Two weeks ago, I was in Arlington, Va., giving an Asian Pacific American Heritage Month speech at the national headquarters of the Army National Guard.
Who else is mandated by law to celebrate diversity at the workplace like those within the federal government?
But at the Army National Guard, it’s more than lip service because over there people seem to know diversity is an essential part of its core mission. And, on top of that, they know it really works.
When they introduced me to the man in charge of the event, I expected a typical military guy, especially when they said his name was Col. McCray.
Turns out the name was not as it sounded, and wasn’t a typical European-American name of Scots-Irish descent.
Rather the name was Macaraeg, as Filipino a name as it gets.
And it belonged to Col. Roy Macaraeg, the Army National Guard comptroller, the money manager of the National Guard who oversees a $16 billion-dollar budget.
Getting to that coveted spot is Macaraeg’s Filipino immigrant story. His family immigrated from the Philippines to Honolulu in the 1980s. He went to Farrington High School in Kalihi, one of the toughest school’s on Oahu. But Macaraeg wanted to do something with his life upon graduation. He looked around for opportunities to pay for school. And then he discovered the Army National Guard.
Macaraeg didn’t see it just as his chance that allowed him to serve and fight for his country. He also turned to it as a way that a person of limited means could pay for his college and reach his dreams.
It worked.
Macaraeg got a lot of education — first at Honolulu Community College and then the University of Hawaii at Manoa, where he earned his bachelor’s degree.
But it didn’t stop there.
He earned two master’s degrees — and paid for it all by being in the military.
At age 44, Macaraeg has been able to rise to the head financial job in the Guard, and as he told me before I went on to speak, it has been his opportunity of a lifetime.

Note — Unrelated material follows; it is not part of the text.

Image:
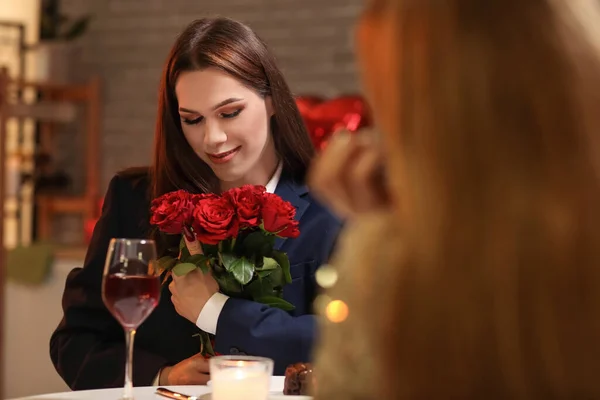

“Personally, it provided all the things I wanted to do,” Macaraeg told me. And when it comes to diversity, there was no question. He described the Army National Guard was a good place for Asian Americans and all people of color to thrive and advance career-wise.
“I can’t complain,” Macaraeg said to me in conversation before my speech. “When I first started this journey, it was all about trying to figure how I was going to pay for my college. The Army National Guard had provided that. Now I’m standing here. I got two master’s, one bachelor’s and I have no complaints.”
In my speech, I touched on the policies that have stood in the way of Asian Americans having the kind of life they deserved in this country. From the racist immigration laws starting with the Chinese Exclusion Act to the Tydings-McDuffie Act which limited Filipino immigration to the U.S. And I explained how the evolution to more open immigration policies has resulted in an explosion of more than 21 million Asian American Pacific Islanders in the U.S.
Many of the people in the audience were hearing about these historical policies for the first time.
But some like Macaraeg figured out how to get where they wanted to be on their own, with an immigrant’s passion to find a solution that works.
For him, it was the Army National Guard.
Normally I’m a pacifist, and when it comes to the military, I’m a “less is more” type person.
But the military has always been an option for the practical.
After World War II, when Filipino Americans came back from the war, it was the G.I. Bill that enabled a large number of them to buy homes and join the American middle class.
Decades later, Col. Macaraeg, Army National Guard comptroller, is proof that for some, the military can still be a viable option.
It may not be for everyone. And I know the military isn’t perfect.
But as I met and talked to many of the young men and women at the Asian American Pacific Islander Heritage Month event this month in Arlington, the Army National guard appeared to be true to its word when it comes to the promise of opportunity and diversity.